Many American Airlines pilots take leaves that pay about two-thirds of regular salary

A strong union contract is cushioning the coronavirus impact on American Airlines pilots, including some of the 1,500 who are based at Charlotte Douglas International Airport. About 4,800 American pilots nationally, or more than a third of the airline’s 13,800 pilots,  are taking short-term leaves of absence, says a spokesman for the Allied Pilots Association.

Contract terms enable American pilots to take one, three or six months of leave while being credited with 55 hours a month, which equals about two-thirds of a pilot’s typical pay, spokesman Gregg Overman says.

The leaves are in addition to more than 600 American pilots that have volunteered for early retirement under a program for pilots who are 62 or older.
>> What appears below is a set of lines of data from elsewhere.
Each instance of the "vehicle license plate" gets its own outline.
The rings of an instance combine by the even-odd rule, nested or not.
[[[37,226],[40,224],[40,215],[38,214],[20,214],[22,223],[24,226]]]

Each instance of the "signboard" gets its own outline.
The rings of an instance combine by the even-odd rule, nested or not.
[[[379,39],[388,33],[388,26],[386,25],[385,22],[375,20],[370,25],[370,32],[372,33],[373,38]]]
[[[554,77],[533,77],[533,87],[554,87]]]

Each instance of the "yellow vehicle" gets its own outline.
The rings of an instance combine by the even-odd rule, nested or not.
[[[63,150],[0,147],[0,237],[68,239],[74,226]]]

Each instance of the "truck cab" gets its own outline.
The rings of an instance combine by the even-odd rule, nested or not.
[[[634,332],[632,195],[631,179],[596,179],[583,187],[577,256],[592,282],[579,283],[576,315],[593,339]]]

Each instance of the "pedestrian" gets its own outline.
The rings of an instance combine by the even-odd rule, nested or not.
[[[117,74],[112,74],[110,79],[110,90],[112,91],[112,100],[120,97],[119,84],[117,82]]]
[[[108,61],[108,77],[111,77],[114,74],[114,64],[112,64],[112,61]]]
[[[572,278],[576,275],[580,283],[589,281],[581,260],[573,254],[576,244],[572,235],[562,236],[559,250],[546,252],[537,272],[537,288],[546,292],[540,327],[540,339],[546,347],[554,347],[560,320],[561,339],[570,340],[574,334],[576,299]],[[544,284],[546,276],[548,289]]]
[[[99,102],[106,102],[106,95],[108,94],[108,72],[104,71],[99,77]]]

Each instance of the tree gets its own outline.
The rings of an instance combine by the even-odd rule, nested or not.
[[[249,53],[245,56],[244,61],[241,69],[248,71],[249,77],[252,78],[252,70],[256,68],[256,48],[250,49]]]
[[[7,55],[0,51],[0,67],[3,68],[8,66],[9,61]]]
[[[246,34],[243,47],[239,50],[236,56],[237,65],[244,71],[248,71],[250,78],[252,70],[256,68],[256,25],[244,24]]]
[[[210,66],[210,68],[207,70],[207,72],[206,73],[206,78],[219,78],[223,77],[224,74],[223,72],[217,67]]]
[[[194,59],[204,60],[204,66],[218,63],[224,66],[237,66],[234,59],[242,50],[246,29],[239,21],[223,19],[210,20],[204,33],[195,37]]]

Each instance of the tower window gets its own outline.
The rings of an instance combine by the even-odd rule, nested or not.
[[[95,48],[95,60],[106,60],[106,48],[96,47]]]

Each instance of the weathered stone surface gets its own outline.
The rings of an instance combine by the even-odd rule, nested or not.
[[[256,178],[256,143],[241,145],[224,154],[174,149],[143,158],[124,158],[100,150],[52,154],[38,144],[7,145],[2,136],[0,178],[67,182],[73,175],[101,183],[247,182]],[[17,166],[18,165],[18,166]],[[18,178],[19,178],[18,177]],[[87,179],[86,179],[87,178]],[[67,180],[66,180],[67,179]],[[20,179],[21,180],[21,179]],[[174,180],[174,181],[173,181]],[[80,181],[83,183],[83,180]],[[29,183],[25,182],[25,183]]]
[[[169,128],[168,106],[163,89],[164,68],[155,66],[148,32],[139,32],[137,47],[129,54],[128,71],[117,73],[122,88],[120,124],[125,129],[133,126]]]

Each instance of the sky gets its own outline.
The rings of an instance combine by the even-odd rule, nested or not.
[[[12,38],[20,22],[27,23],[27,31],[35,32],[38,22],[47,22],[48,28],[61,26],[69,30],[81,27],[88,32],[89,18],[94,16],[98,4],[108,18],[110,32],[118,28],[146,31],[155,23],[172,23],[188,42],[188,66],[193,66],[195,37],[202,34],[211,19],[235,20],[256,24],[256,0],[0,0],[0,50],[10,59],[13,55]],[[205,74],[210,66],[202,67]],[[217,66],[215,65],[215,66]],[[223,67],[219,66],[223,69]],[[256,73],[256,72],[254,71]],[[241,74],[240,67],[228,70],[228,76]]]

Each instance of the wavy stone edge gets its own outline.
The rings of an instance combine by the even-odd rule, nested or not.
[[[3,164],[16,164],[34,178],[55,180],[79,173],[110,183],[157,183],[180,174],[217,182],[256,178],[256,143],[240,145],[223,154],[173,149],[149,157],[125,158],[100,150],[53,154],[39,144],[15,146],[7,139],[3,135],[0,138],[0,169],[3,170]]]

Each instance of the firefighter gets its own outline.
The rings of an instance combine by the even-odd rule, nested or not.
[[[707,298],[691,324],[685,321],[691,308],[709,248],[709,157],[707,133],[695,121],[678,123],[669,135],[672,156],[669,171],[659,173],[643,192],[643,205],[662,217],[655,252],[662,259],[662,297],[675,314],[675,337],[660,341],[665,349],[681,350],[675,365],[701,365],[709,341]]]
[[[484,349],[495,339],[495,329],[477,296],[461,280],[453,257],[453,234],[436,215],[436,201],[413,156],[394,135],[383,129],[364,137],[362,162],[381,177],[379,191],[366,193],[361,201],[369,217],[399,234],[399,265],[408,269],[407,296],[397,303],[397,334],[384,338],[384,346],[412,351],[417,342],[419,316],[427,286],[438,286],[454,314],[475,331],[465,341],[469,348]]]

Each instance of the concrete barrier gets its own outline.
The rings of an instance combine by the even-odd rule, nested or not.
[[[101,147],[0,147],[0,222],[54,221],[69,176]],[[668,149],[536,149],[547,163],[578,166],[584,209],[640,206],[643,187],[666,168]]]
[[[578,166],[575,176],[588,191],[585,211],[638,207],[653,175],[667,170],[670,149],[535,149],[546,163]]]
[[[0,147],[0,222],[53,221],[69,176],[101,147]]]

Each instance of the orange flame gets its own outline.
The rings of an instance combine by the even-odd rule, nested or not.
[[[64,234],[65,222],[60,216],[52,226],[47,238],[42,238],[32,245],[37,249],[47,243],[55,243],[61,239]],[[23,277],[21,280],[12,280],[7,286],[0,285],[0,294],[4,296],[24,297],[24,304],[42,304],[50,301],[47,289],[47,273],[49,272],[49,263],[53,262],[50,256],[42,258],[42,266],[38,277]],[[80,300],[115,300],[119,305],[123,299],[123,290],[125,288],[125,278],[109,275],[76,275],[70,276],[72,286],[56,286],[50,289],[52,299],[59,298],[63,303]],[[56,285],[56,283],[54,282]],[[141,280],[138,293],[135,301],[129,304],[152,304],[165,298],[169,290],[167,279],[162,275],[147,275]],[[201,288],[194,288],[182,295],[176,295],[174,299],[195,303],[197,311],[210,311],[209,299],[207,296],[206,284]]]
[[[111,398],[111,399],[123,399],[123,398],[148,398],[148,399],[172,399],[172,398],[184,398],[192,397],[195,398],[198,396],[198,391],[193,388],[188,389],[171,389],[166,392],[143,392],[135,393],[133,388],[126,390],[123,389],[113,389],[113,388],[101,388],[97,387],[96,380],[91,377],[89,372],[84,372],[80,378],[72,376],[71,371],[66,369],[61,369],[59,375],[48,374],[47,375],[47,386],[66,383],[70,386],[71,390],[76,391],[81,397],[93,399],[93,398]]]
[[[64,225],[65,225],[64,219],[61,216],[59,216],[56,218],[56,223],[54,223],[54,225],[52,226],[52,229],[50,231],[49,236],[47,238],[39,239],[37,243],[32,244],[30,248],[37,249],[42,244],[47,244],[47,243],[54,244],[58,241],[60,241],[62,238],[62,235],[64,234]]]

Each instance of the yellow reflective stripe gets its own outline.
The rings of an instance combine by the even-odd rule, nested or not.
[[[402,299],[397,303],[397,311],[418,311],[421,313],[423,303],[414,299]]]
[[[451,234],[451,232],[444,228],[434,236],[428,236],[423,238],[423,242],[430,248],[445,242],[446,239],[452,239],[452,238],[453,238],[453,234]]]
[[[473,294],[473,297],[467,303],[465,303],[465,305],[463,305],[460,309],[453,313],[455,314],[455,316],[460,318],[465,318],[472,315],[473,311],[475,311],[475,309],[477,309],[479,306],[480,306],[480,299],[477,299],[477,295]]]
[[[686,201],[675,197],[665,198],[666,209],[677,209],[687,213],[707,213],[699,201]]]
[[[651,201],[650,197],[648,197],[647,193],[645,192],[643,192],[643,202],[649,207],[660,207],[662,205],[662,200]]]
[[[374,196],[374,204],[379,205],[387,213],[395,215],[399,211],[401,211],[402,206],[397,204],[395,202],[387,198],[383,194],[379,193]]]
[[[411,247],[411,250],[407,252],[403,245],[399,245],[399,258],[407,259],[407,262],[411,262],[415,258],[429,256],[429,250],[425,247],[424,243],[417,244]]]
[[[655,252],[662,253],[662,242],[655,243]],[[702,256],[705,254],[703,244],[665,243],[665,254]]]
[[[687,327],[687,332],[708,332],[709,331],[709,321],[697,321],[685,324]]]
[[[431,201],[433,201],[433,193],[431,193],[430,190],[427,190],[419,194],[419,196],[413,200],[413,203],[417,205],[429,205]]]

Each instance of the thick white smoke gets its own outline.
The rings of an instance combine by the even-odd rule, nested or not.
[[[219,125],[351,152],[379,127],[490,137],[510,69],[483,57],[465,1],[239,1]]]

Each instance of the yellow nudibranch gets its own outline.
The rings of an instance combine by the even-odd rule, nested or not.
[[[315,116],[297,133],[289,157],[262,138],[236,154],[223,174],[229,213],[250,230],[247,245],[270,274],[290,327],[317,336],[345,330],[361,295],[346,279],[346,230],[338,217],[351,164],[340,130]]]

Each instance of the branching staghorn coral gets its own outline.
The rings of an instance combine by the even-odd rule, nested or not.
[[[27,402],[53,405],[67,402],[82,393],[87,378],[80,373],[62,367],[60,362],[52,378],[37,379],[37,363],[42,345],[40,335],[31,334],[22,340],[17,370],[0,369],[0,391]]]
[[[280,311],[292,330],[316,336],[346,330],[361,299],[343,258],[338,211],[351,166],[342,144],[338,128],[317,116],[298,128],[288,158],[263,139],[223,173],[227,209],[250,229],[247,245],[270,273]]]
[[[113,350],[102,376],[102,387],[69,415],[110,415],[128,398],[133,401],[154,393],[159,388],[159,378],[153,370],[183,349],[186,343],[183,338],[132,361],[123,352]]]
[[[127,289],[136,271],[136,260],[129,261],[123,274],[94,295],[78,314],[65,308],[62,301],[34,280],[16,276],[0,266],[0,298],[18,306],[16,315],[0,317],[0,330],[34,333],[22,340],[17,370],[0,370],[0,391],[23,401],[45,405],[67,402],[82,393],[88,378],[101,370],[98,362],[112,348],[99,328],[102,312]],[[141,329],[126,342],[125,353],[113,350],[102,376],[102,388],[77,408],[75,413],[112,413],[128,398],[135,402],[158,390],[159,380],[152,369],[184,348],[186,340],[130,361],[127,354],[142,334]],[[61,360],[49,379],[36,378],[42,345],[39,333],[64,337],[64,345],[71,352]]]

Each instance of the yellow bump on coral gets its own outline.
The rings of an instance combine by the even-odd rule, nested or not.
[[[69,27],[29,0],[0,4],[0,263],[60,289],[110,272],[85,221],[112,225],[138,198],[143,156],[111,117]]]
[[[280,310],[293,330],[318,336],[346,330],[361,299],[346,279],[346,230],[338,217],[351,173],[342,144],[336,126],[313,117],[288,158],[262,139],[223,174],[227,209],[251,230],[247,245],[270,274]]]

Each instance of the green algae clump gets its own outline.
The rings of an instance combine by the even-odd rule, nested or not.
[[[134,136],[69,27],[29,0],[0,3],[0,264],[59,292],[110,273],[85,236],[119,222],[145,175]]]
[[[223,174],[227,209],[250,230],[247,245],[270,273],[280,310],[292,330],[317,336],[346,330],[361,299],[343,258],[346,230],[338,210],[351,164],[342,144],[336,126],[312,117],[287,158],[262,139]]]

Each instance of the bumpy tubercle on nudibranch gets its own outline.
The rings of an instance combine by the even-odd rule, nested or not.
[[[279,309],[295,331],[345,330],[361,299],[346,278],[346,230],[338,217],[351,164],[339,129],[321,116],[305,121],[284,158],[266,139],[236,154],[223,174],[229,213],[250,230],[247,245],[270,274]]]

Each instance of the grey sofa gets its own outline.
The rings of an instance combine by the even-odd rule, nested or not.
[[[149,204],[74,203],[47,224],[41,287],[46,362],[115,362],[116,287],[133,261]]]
That plan provides 60% of normal pay until he or she reaches 65. American pilots average about $150,000 a year in annual compensation, though the range is wide depending on seniority, according to various employment websites.

Fort Worth, Texas-based American operates about 90% of the flights at Charlotte Douglas, which is the airline’s second-largest hub. Considered the city’s most important economic development source, the airport is now a virtual ghost town with traffic declining by more than 90%, Aviation Director Brent Cagle told the Charlotte City Council last week. In March, concessionaire HMSHost laid off 815 employees.

To help concessionaires, the airport plans to offer rent relief in the next few months, Cagle said. The airport has also shut most of its parking lots and decks, which provide a substantial part of the site’s total revenue.

American is seeking about $6 billion in federal aid as part of a effort to prop up U.S. airlines. “It is our objective to make sure that, as I’ve said, this is not a bailout, but that airlines have the liquidity to keep their workers in place,” Treasury Secretary Steve Mnuchin told CNBC last week. Airlines have protested about plans that would enable the U.S. government to hold equity stakes in return for federal support.